Location
- Moors Bank St Martin's, Shropshire, SY10 7BD England 52°55′06″N 3°01′18″W﻿ / ﻿52.91827°N 3.021737°W

Information
- Type: Academy
- Motto: Selfless, Self Assured & Successful.
- Established: 1st September 2012
- Local authority: Shropshire Council
- Department for Education URN: 143142 Tables
- Ofsted: Reports
- Head Teacher: Alison Pope
- Age: 3 to 16
- Enrolment: 723 as of September 2025
- Houses: Ifton, Heath, Rhyn, Moors.
- Colours: Purple, silver, green and black
- Publication: The Link
- Website: www.stmartins3-16.org

= St Martin's School, Shropshire =

St. Martin's School 3-16 Learning Community (formerly Rhyn Park School and Performing Arts College) is a mixed all-through school situated in St. Martin's, near Oswestry in the county of Shropshire, England. The school educates students from the ages of 3–16.

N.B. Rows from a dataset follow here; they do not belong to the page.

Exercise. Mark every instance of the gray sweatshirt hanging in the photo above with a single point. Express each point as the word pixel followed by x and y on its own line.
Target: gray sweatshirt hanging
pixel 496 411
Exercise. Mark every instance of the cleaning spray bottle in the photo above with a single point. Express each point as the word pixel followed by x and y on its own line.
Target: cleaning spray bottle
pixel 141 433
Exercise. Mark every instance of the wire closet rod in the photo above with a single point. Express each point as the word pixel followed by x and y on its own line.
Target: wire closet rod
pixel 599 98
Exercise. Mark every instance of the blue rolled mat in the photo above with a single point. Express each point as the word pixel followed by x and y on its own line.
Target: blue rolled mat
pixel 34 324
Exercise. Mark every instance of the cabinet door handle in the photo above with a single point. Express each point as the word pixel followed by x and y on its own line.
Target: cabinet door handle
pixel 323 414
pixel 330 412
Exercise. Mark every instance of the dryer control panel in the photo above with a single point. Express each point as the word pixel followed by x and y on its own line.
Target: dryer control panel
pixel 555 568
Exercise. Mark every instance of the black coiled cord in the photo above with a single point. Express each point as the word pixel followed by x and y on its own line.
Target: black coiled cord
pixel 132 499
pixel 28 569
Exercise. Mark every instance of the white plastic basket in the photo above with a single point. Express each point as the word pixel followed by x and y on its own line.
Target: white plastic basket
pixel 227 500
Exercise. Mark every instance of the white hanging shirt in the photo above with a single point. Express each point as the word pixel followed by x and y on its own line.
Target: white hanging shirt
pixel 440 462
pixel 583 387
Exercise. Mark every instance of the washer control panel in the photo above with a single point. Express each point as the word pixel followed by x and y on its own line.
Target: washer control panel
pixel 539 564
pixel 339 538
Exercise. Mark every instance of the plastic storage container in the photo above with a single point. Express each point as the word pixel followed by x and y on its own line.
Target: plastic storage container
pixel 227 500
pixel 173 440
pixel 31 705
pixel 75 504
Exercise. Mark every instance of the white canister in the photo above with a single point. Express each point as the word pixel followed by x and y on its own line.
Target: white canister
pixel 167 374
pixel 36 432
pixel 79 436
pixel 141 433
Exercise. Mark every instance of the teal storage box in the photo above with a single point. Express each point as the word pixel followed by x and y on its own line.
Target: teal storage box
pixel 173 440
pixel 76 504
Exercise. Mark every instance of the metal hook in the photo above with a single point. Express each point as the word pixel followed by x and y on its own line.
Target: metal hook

St. Martins School was previously awarded specialist status as a Performing Arts College, supplying facilities and education in creative arts to students from around the county. The school was known as Rhyn Park School and Performing Arts College from 1958 to 2011. In September 2016 the school converted to academy status.

== Facilities ==
There is a theater with stage lighting and sound. There are three ICT suites and a suite of Apple Mac computers in the music room. A sound recording and editing suite is available.

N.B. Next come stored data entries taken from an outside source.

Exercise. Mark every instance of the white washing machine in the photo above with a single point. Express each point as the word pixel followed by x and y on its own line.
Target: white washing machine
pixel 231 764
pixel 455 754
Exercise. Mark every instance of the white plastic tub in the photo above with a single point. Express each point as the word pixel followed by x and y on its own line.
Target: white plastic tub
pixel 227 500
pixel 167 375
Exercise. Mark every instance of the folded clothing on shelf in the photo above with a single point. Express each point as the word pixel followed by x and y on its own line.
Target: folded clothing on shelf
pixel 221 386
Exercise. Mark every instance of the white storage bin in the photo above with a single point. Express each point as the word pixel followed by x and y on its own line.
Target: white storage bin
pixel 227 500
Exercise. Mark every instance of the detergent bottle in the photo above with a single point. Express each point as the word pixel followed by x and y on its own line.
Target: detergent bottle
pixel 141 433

The school has three science laboratories with specialist equipment for practical sessions and a food technology kitchen. There is a resistant materials room complete with power tools. There are also generic classrooms for other subjects.

== Refurbishment ==
Through the school year of 2013–2014, the school underwent refurbishment and re-build, which saw a library and reception area (jointly named the "Hub") being built along the front of the school, replacing the former reception and administration offices. There was also a large area built for the primary school, with the Humanities subject area and old library being converted into classrooms for the younger pupils.

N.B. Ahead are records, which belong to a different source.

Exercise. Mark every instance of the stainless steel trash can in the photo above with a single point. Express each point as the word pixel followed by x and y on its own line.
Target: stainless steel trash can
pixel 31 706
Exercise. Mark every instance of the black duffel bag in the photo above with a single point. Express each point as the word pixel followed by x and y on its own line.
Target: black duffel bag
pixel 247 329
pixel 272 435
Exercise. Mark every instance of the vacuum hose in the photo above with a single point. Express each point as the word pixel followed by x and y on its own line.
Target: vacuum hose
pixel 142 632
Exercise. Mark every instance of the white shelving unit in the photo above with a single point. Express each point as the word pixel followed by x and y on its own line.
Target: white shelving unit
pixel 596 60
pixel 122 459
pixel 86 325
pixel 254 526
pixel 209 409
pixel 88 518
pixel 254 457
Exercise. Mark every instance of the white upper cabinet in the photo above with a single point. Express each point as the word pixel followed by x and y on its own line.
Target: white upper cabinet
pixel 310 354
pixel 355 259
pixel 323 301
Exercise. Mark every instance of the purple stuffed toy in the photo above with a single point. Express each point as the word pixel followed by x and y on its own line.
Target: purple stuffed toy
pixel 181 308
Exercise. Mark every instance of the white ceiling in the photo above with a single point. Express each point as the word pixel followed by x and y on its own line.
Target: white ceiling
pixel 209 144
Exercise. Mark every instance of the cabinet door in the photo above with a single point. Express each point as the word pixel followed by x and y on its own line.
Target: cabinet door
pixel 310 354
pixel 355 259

=== Secondary buildings ===
Work began in the summer of 2013, which saw the completion of an extended car park near the sports hall, new toilets and complete refurbishment of the languages subject area. In February of the following year, the "Hub" was finished and opened to the students. This area incorporates the library, meeting room, admin offices and reception in an open-plan area. A new courtyard was completed over the following months and is situated to the rear of the library.

=== Primary buildings ===
New buildings were built to accommodate the primary school and nursery. The humanities subject areas were shut off and converted into primary classrooms, while the old library was converted into corridors and a larger classroom. Each classroom is equipped with a fully interactive touchscreen monitor, books and other learning resources.

=== Fire incident ===
On 21 September 2025, a major fire broke out at St Martin's School. The incident began around 5 pm, with multiple fire engines attending. The school informed parents that the blaze may have been linked to its solar panels and was not believed to be deliberate. No casualties were reported. As a result of the fire, the school announced closure for all pupils the following day while damage was assessed.